「ただい、ま……」
やけに疲れた今日のバイトを終え、家に帰り玄関ドアを開けると。
リビングからキャッキャとした声が響いてきた。
「あんれぇ、アリサちゃんおっぱいふくらんだかぁー?」
「えへへ。そうなんです。裕子さんのとこの健康バナナ豆乳のおかげですよぉ」
「本当? 実は新商品もあるのよー。今度持ってくね」
つるーっと廊下で足をすべらせそうになる。
おいおかん! アリサの家にも商品を売りつけてんじゃねー!
(母の職業:乳飲料の営業レディ)
かくいう俺も、毎日カルシウムたっぷりヨーグルトを飲んでいるおかげか、高2になっても背は伸びている。

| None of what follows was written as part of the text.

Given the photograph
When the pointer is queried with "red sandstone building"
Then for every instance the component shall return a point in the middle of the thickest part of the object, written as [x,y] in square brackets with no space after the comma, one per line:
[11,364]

あと5センチで夢の180cm代! まだ止まるな俺の身長!
そろそろリビングに入ろうと思い、どすどすと廊下を進んだが。
「でもアリサちゃんただでさえ可愛いのに、これ以上胸も大きくなったら、東京で変な男がどんどん寄ってきちゃうよー」
「ばーちゃんも心配だぁ。東京で成金経営者だのスポーツ選手だの変なミュージシャンだのに誘惑されて、『深夜に熱愛♡密会!お相手は美人女子大生』みたいに週刊誌のえじきにされるかもしれないぞぉ。男と付き合う時はまんず相手が結婚してないか確認だぁ!」
「あはは~何言ってるんですか。考えすぎですって~! ……あ」
「…………」
リビングのドアを開けて、すぐ、足が止まった。